Ghosts of Web Pages Past
I just found one of my old web pages mirrored on someone’s Tripod site. Old, as in a page I put up twelve years ago.
It’s just a long article on the state-of-the-art in x86 processors. State of the art circa 1994. I posted this on my personal web site, one of a series of handouts I was using for CS 132, Computer Organization and Architecture.
To quote the last line of the page:
"The information in this
file was researched in mid-1994 to early 1995, and some or all of the data
presented may be out of date."
Creepy, because I’d taken that page down ten years ago, and to my knowledge only one other person asked for permission to mirror it (and this guy wasn’t him). I’d written that web page way back when we were using Lynx and Mosaic. Don’t know where else it went before this guy put it on his page.
A quick look around Google (ego-surfing: punching your name into Google to find out how many pages register hits) shows me one of my Java programs (actually, the very first Java program I’d written) being used to teach EVSC 430L at virginia.edu.
The timestamp on TreeTest.java reads 96/02/12. I’m cringing at the sight of my decade-old code (which I actually translated directly from Pascal to Java, with all the attendant non-OO structures) embarrassingly posted on someone else’s website.
I guess it’s true that anything you do online is forever saved in the dark corners of the Internet.
They did bring back nice memories of that time - I’d just enrolled in Graduate School, and everything was so new.
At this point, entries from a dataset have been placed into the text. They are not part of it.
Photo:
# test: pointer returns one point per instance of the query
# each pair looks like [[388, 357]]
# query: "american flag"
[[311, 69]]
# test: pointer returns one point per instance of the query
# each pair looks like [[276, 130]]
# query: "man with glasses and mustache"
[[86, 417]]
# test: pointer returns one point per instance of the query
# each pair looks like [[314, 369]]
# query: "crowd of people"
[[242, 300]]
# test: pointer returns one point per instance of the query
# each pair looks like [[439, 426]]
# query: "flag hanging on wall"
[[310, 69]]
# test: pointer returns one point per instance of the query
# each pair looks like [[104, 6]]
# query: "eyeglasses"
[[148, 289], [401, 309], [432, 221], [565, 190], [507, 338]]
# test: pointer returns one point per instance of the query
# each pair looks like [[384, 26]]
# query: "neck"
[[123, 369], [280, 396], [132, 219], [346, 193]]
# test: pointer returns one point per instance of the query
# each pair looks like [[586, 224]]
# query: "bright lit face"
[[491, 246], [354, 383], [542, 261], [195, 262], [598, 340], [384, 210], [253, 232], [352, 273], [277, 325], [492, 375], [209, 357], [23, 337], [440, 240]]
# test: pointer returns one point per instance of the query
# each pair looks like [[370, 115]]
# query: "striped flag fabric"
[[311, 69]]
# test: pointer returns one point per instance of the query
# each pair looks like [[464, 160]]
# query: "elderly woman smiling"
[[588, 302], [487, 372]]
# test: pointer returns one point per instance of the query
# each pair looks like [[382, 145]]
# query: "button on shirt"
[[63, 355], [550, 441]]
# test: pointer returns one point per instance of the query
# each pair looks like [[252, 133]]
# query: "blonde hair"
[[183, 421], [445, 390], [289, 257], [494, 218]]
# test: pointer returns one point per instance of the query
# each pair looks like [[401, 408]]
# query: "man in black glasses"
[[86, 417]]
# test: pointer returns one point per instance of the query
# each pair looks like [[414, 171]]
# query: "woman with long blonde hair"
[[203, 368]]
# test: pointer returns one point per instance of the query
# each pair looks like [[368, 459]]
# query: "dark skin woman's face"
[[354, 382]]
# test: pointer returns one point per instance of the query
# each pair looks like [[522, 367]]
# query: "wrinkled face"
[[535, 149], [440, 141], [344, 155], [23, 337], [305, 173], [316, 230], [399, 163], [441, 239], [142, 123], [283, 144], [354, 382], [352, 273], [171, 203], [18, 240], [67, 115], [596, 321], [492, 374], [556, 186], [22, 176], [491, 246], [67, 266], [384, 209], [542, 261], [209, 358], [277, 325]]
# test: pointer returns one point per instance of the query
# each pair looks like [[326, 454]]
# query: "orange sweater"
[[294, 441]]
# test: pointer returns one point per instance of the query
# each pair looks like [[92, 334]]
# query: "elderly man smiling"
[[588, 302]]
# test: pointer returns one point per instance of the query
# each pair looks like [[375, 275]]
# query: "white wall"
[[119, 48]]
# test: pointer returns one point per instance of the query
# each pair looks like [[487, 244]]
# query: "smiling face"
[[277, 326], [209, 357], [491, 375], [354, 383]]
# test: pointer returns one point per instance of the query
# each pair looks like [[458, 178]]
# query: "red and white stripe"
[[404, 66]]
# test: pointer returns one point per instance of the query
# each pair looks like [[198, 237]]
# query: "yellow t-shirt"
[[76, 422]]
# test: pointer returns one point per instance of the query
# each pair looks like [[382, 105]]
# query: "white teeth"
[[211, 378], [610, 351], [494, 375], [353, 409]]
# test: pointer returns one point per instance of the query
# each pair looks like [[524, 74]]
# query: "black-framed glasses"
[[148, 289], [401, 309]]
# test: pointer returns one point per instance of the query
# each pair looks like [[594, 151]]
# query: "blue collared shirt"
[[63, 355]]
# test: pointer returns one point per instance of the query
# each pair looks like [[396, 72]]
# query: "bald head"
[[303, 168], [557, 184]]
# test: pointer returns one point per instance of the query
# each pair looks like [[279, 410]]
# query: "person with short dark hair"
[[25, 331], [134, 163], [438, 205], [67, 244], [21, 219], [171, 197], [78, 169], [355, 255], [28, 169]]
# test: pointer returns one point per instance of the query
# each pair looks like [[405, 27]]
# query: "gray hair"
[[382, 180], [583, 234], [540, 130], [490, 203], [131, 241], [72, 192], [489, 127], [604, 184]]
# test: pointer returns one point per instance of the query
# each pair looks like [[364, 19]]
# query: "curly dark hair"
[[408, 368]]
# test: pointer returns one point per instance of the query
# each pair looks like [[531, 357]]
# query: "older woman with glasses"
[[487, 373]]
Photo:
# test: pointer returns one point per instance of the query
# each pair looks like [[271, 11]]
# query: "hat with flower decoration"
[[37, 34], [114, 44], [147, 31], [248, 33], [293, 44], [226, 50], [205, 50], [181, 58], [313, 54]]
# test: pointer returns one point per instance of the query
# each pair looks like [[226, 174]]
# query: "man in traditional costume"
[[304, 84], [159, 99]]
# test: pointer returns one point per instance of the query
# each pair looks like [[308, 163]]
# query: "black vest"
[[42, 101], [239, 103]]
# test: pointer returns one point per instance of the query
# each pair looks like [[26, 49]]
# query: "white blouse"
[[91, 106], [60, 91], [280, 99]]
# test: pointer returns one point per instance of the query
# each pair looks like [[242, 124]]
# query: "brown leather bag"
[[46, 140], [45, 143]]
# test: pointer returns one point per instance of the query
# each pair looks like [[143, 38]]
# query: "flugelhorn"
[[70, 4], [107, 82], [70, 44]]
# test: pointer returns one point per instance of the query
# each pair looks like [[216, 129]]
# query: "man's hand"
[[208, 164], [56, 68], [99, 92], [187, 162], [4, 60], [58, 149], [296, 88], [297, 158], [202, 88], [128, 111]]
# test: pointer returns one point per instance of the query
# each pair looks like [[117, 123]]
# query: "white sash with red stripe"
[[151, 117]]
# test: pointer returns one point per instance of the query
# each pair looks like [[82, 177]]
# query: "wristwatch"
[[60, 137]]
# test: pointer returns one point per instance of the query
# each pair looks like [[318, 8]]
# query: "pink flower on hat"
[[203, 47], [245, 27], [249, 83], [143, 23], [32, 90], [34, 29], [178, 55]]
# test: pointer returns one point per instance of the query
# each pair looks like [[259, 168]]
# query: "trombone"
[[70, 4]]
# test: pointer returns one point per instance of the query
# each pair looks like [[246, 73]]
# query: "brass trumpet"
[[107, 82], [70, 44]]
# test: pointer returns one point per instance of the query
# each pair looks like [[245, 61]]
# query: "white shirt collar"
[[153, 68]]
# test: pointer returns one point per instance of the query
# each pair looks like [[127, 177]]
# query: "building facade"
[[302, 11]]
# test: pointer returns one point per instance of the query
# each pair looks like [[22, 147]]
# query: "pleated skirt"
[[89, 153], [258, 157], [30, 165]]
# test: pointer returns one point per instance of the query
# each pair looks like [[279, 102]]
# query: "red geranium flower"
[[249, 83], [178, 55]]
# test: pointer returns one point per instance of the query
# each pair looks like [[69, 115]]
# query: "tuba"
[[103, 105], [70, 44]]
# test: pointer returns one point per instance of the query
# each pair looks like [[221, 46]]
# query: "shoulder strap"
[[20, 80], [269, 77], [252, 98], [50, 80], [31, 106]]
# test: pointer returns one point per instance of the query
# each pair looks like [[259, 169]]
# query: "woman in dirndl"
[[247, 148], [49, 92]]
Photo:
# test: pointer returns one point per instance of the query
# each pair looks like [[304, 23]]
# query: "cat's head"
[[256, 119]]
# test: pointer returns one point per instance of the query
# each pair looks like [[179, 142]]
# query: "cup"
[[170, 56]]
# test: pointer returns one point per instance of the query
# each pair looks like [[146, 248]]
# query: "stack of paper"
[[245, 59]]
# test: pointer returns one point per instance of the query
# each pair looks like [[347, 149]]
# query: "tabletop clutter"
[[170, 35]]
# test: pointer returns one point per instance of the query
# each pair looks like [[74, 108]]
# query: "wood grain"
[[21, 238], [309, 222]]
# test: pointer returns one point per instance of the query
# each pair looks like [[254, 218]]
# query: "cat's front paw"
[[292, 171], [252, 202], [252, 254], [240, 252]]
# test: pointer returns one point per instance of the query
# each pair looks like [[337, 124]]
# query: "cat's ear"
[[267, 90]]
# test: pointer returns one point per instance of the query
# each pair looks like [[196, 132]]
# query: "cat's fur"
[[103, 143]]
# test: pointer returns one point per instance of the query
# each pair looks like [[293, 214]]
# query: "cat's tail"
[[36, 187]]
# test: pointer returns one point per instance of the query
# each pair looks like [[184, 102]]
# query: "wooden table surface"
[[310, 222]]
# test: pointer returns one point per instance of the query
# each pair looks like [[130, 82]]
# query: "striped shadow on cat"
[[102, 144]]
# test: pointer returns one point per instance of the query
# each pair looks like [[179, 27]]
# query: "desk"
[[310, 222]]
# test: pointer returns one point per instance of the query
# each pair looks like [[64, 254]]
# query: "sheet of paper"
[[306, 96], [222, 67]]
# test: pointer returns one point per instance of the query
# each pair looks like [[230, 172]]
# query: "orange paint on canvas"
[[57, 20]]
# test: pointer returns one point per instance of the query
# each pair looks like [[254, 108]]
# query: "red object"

Nobody knew what this Internet was (except for us geeks in the Computer Science Division) and for us, the Internet consisted of email, USENET and FTP sites.
Back then, to get on the Internet you had to share time on a couple of VT100 terminals (amber text) hooked up via serial ribbon cable to mudspring.uplb.edu.ph - our Sparc IPX. There were only two machines visible on uplb.edu.ph - makiling, a 386 running BSD/386 which was our main DNS and mail server, and mudspring, where the grad student accounts were kept.
I remember spending too much time on USENET. I remember the glory days of SimTel.
I remember writing a dining philosophers simulator using LWP on SunOS 4.x. That was stupid. But fun.
I remember stringing several meters of ribbon cable outside the window from the server room to our office, and wrestling with Trumpet Winsock on Windows 3.11 for Workgroups. I remember the first time I was able to get Mosaic running over a SLIP connection (and how we were happy if we were able to run it for more than two hours without crashing).
I have been on the Internet for over twelve years now. Damn but that makes me feel old.
May 5th, 2007 at 9:13 am
Dining philosophers… in my first run, my philosophers won’t dine… so we all went out to eat. Haha!
I remember CSDiv had more people during weekends than weekdays… Saturday morning ’til Sunday night was Internet time! And, hey, you forgot to include Talk and Y-talk! Hehehe! And when you find someone in the Net, he/she is either a computer science/engineering student/faculty or some geek.

And the CS125 lab days when we would hear students go “Sir/Ma’am, we got no connection..” … in sequence.